The role of De Nora in the chlor-alkali process

How does the electrolysis of sodium chloride work?

Chlorine was first discovered in 1774 by the German chemist Scheele and was identified as an element in 1810 by an English scientist named Davy. Caustic soda, or sodium hydroxide, has been an important industrial chemical since 1853. In the process of electrolysis of sodium chloride, to both produce chlorine gas and a solution of sodium hydroxide, sodium chloride is supplied at the anode of an electrochemical cell where the chloride ions are oxidized, losing electrons to become chlorine gas (1):  
2Cl− → Cl2 + 2e- (1). 

At the cathode, water is reduced by the electrons provided by the cathode to hydrogen gas, releasing hydroxyl ions into the solution (2): 
2Na+ + 2H2O + 2e- --> H2 + 2NaOH  

The overall chemical reaction is displayed below (3):
2NaCl + 2H2O → Cl2 + H2 + 2NaOH (3). 

Three electrolytic processes are available, each using different methods to keep the chlorine produced at the anode separated from the caustic soda produced at the cathode. In historical order, these cells include diaphragm cells, mercury cathode or "amalgam" cells, and membrane cells.  

The development of Membrane Technology for the Chlor-Alkali industry

The membrane technology was developed to overcome the environmental challenges posed by both the diaphragm and mercury cells. In this case, a membrane, which is a cation exchange synthetic separator, is used to separate the anolyte from the catholyte while permitting the sodium ions to migrate from the anode to the cathode, thus forming the NaOH solution. Besides the sustainability benefit, the advantage of membrane cells is 1. the pure and relatively high concentration of the produced sodium hydroxide solution, and 2. lower electricity requirements than either diaphragm or mercury cells. 

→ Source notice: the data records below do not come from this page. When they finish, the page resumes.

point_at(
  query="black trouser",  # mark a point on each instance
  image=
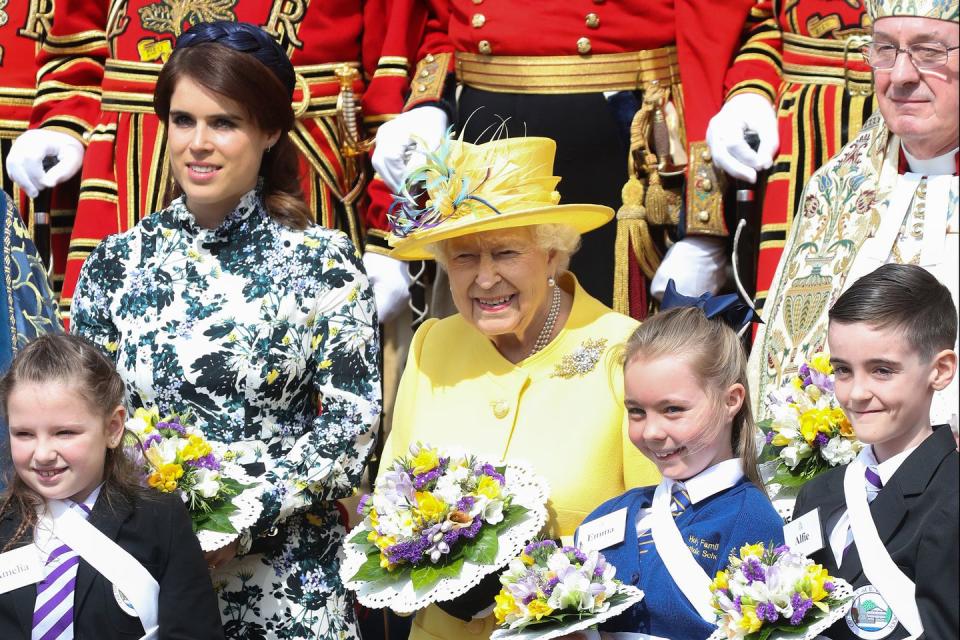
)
(591, 160)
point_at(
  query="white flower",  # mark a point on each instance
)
(208, 483)
(838, 450)
(493, 513)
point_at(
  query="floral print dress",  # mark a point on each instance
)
(267, 335)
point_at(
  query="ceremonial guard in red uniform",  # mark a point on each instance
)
(98, 65)
(582, 72)
(21, 31)
(799, 78)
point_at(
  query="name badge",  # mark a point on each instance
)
(20, 567)
(804, 535)
(603, 532)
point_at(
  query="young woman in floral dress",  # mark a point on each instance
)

Today, membrane technology is the only technology adopted for new installations. Since the 1970s De Nora has been a pioneer, and played a pivotal role, in the development of the membrane technology- first by developing and commercializing its own electrolyser, and more recently by collaborating with thyssenkrupp Nucera in developing the most innovative membrane cell technologies actually on the market (BM Generation 6 and e-BiTAC v7). Concurrently, De Nora developed its proprietary anode and cathode coating formulations, which are now the reference for the industry and are able to sustain the high design current densities of modern membrane electrolyzers, providing: 

• superior performances in terms of voltage savings (specific energy consumption), 
• gas and caustic soda quality,
• and longevity. 

What has been the historical contribution of De Nora to the chlor-alkali process?

The production and manufacturing of chlorine (as a single element) and caustic soda is an industry with a long history. These substances are used throughout a myriad of different industries including, but not limited to construction, plastics and textiles, paper, and cleaning/disinfection. Our roots in the chlorine, caustic soda, and potash industry date back to the creation of the earliest commercial diaphragm cells in the 1920s, the first mercury cells in the 1940s, and the development of the very first membrane cell in the 1970s.  

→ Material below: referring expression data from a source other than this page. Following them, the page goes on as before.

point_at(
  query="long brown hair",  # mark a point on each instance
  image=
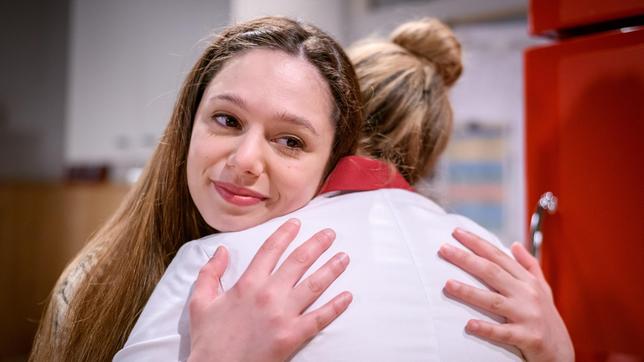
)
(157, 216)
(404, 85)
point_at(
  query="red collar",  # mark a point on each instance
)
(357, 173)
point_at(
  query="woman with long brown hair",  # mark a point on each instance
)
(404, 86)
(302, 115)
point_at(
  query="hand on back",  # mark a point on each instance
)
(519, 293)
(262, 317)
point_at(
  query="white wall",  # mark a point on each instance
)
(127, 61)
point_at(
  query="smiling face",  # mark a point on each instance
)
(261, 139)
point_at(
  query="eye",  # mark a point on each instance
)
(290, 142)
(227, 121)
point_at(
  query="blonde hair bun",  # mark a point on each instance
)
(432, 40)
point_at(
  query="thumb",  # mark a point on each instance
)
(208, 285)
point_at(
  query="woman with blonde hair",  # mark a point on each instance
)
(393, 237)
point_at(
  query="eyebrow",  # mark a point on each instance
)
(285, 116)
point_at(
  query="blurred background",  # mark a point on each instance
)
(86, 88)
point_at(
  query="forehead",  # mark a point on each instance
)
(274, 81)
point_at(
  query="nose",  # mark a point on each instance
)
(247, 159)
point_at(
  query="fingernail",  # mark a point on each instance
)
(452, 285)
(459, 232)
(471, 326)
(446, 249)
(216, 251)
(345, 298)
(343, 258)
(329, 233)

With more than 400,000 m2 of coated electrodes produced annually, De Nora, in addition to being a proven and qualified designer, a global manufacturer, and supplier of activated cathodes and anodes for the chlorine and caustic industry. Through its worldwide presence, with facilities in Europe, Asia, South America and North America, De Nora can also provide services in real-time wherever our customers are located.